Thai headline inflation rose on a sequential basis in May. On a month-on-month basis, the headline consumer price inflation rose 0.56 percent, whereas the core rate came in at 0.17 percent. This was the most rapid rate of rise seen so far in 2018 for both measures.
The upside surprise was in inflation components other than food and transportation. Prices of clothing, personal and healthcare costs as well as recreation rose at faster rates of 0.34 percent year-on-year, 0.71 percent year-on-year, and 0.52 percent year-on-year, respectively.

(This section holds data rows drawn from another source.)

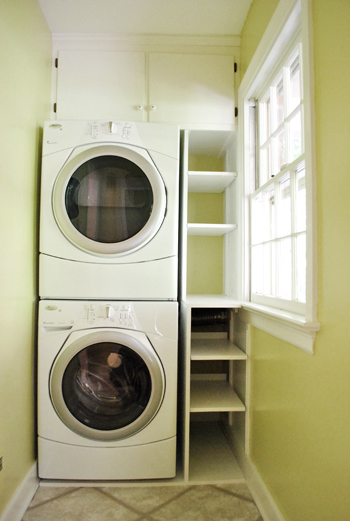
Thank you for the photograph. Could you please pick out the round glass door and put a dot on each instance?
(108, 389)
(109, 200)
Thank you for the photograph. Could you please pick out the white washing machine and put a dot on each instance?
(109, 211)
(107, 390)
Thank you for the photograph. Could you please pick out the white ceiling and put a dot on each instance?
(166, 17)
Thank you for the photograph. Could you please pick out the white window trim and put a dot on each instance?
(289, 17)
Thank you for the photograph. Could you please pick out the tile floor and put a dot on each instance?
(226, 502)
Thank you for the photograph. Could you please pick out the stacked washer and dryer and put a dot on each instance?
(108, 311)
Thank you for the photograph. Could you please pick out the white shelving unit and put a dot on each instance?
(212, 365)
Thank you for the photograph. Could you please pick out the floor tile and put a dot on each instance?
(227, 502)
(205, 503)
(145, 499)
(85, 504)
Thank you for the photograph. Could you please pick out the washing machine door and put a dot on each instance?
(107, 385)
(109, 200)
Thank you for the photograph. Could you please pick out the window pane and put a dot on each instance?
(269, 282)
(284, 211)
(268, 117)
(265, 168)
(301, 202)
(285, 269)
(295, 137)
(269, 215)
(257, 220)
(279, 103)
(257, 269)
(294, 85)
(301, 268)
(279, 151)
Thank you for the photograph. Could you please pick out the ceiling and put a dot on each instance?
(165, 17)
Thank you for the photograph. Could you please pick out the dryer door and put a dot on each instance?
(107, 385)
(109, 200)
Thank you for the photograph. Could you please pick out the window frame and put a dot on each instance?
(291, 18)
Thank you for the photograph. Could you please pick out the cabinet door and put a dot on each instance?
(101, 85)
(191, 89)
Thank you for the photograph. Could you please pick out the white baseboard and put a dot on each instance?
(20, 501)
(262, 497)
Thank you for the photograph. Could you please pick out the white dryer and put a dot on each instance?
(107, 390)
(109, 211)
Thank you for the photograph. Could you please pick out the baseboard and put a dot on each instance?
(262, 497)
(20, 501)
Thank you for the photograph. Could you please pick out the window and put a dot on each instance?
(277, 161)
(278, 203)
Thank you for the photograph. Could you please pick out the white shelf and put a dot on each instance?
(211, 459)
(212, 301)
(209, 229)
(215, 349)
(209, 182)
(213, 396)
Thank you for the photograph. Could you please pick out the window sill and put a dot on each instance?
(290, 327)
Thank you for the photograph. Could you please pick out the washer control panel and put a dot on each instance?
(55, 316)
(117, 314)
(120, 129)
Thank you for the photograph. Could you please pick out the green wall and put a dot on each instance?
(300, 418)
(25, 63)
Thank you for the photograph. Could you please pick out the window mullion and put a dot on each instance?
(277, 200)
(293, 188)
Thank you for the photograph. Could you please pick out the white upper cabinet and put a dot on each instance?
(191, 89)
(101, 85)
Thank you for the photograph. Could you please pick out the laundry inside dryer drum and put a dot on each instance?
(106, 386)
(109, 199)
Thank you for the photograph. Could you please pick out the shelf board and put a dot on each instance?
(215, 349)
(209, 229)
(209, 182)
(213, 396)
(211, 459)
(212, 301)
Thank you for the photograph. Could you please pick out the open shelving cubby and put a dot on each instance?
(213, 367)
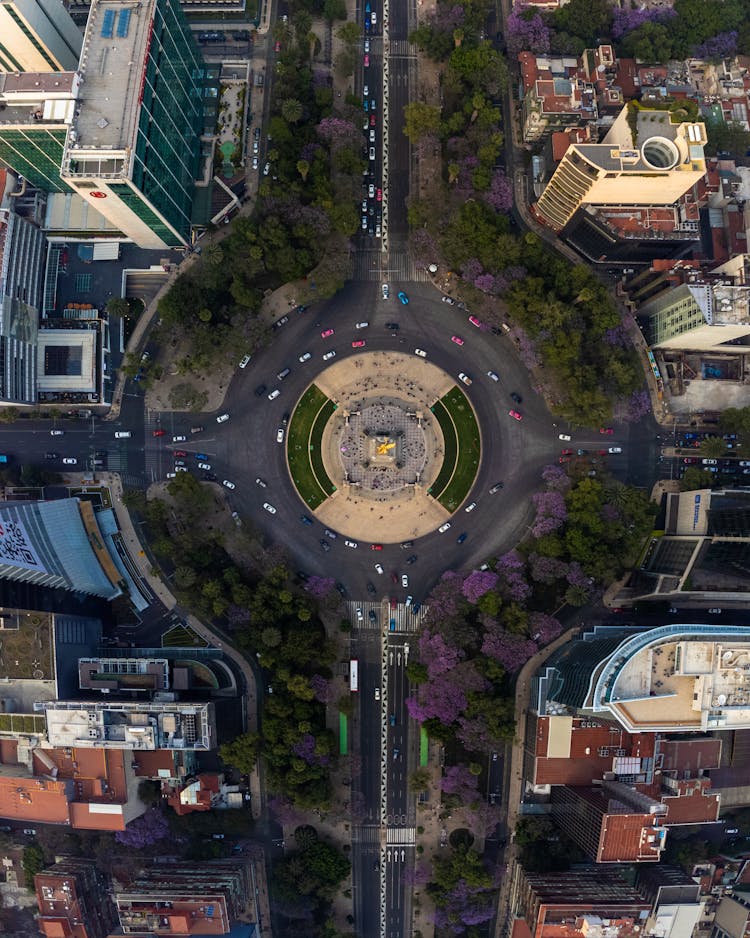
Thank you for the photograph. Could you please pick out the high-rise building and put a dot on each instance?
(74, 902)
(645, 159)
(57, 544)
(189, 899)
(22, 256)
(37, 36)
(134, 144)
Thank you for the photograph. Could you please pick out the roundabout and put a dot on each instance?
(383, 447)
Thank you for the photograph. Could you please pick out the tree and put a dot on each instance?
(242, 752)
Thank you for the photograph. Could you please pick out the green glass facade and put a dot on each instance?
(35, 152)
(167, 149)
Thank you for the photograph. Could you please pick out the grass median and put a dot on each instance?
(303, 447)
(462, 449)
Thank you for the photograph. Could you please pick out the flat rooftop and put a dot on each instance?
(112, 64)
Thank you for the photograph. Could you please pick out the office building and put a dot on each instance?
(37, 36)
(22, 257)
(74, 901)
(134, 144)
(56, 544)
(583, 902)
(645, 159)
(186, 899)
(125, 725)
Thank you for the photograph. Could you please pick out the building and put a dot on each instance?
(22, 258)
(611, 822)
(133, 149)
(200, 899)
(672, 679)
(583, 902)
(704, 551)
(134, 726)
(57, 544)
(74, 901)
(37, 37)
(646, 159)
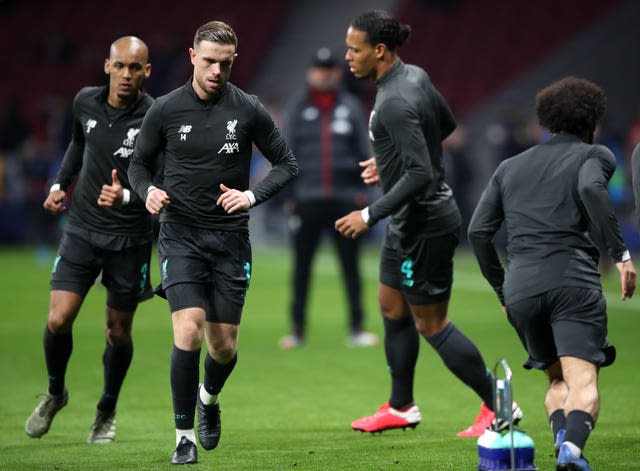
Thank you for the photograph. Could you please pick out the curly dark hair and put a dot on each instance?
(572, 105)
(215, 31)
(381, 27)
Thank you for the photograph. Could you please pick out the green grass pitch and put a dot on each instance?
(288, 410)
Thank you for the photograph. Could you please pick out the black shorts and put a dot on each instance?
(125, 272)
(421, 269)
(205, 268)
(568, 321)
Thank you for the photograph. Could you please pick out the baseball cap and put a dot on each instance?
(324, 57)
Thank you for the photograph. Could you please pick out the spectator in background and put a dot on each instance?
(327, 131)
(108, 232)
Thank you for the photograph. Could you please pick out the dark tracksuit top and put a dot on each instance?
(408, 123)
(550, 197)
(206, 143)
(103, 139)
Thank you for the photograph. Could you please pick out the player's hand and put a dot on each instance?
(54, 203)
(111, 195)
(352, 225)
(627, 278)
(232, 200)
(156, 201)
(370, 173)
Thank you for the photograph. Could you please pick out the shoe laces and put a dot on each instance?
(104, 421)
(47, 404)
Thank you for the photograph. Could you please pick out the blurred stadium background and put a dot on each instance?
(488, 57)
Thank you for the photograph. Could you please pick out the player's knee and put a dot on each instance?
(117, 337)
(59, 322)
(118, 331)
(393, 312)
(224, 351)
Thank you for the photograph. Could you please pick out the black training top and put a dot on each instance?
(552, 199)
(103, 139)
(407, 125)
(206, 143)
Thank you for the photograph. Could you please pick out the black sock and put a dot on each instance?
(57, 351)
(558, 421)
(184, 386)
(579, 427)
(216, 374)
(463, 359)
(401, 345)
(116, 361)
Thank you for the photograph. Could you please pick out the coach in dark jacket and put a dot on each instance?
(327, 131)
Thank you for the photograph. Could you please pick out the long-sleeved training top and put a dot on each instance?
(407, 125)
(552, 198)
(206, 143)
(103, 139)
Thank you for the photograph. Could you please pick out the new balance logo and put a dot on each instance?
(90, 124)
(183, 131)
(231, 128)
(132, 133)
(229, 148)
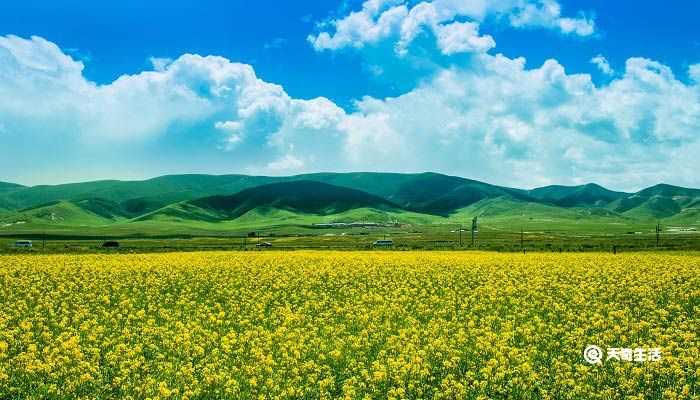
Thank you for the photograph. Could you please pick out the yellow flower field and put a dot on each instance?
(321, 325)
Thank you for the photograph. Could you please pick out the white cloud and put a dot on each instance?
(547, 14)
(495, 120)
(602, 64)
(160, 64)
(287, 163)
(398, 20)
(694, 72)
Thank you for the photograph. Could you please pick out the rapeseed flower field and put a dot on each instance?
(347, 325)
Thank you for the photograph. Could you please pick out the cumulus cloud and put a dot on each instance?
(602, 64)
(694, 72)
(494, 120)
(403, 22)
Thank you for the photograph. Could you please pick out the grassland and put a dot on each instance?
(321, 325)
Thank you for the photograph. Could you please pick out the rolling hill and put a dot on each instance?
(301, 197)
(658, 202)
(590, 195)
(170, 203)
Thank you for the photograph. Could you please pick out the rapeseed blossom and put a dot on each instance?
(326, 325)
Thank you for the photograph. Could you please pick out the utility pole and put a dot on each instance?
(474, 229)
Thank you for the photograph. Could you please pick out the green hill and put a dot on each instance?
(590, 195)
(206, 203)
(136, 197)
(658, 202)
(61, 214)
(303, 197)
(427, 193)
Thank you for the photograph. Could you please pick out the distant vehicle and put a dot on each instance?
(23, 244)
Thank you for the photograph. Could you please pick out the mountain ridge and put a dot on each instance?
(423, 196)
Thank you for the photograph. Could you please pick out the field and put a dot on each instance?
(353, 325)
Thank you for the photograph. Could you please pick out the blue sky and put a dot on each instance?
(515, 92)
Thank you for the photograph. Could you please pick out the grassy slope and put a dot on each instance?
(591, 195)
(456, 199)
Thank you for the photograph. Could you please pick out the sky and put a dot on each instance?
(522, 93)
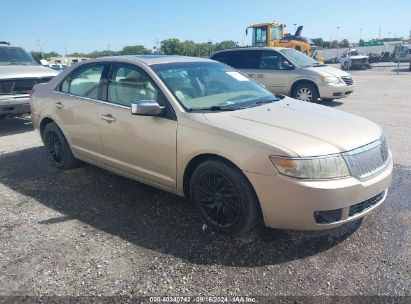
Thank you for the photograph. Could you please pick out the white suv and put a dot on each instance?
(19, 72)
(289, 72)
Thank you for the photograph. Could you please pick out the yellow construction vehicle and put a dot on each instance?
(272, 34)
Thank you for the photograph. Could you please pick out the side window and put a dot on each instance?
(272, 61)
(84, 81)
(127, 85)
(245, 59)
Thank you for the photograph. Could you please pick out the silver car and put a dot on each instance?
(289, 72)
(19, 72)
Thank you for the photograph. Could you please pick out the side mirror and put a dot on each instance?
(287, 66)
(146, 108)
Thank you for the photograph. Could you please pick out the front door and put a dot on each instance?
(272, 74)
(76, 110)
(143, 146)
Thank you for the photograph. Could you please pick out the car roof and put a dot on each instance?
(154, 59)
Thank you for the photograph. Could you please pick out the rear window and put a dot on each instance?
(84, 81)
(246, 59)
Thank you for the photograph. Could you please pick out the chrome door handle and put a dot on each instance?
(59, 105)
(108, 117)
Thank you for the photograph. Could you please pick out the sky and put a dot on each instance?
(88, 25)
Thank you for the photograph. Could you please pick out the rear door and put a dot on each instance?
(143, 146)
(272, 74)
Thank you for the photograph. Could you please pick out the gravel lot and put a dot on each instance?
(88, 232)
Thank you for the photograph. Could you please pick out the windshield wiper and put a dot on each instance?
(265, 101)
(216, 109)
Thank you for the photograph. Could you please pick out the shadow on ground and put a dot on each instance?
(151, 218)
(15, 125)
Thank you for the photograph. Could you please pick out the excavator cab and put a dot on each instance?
(272, 34)
(265, 33)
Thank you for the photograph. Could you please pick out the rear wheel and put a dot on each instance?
(58, 148)
(224, 198)
(305, 92)
(346, 66)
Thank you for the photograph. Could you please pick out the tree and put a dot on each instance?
(334, 44)
(134, 50)
(318, 41)
(345, 43)
(38, 56)
(326, 44)
(226, 44)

Their comparative readings for April were 0.11 percent year-on-year, 0.49 percent and 0.46 percent. In this sense, the data imply that mild price pressures are beginning to surface throughout core components, noted ANZ in a research report.
The rise in food and transportation costs also accelerated to 0.74 percent year-on-year and 3.31 percent year-on-year, respectively. Headline inflation has now come in the official target band of 1 percent to 3 percent for a second straight month and is accompanied by a strong rebound in growth momentum. Therefore the data imply that Thailand is finally existing a phrase of low growth and inflation.
Still, the Bank of Thailand might prefer to wait and watch before shifting from the currently accommodative policy stance. Accordingly, the Bank of Thailand is expected to keep the benchmark rate on hold at 1.5 percent throughout 2018, stated ANZ.
“We will however, be closely monitoring the BoT’s inflation forecasts and specifically, if they are revised higher. For a prolonged period, BoT inflation forecasts have either been lowered or maintained”, added ANZ.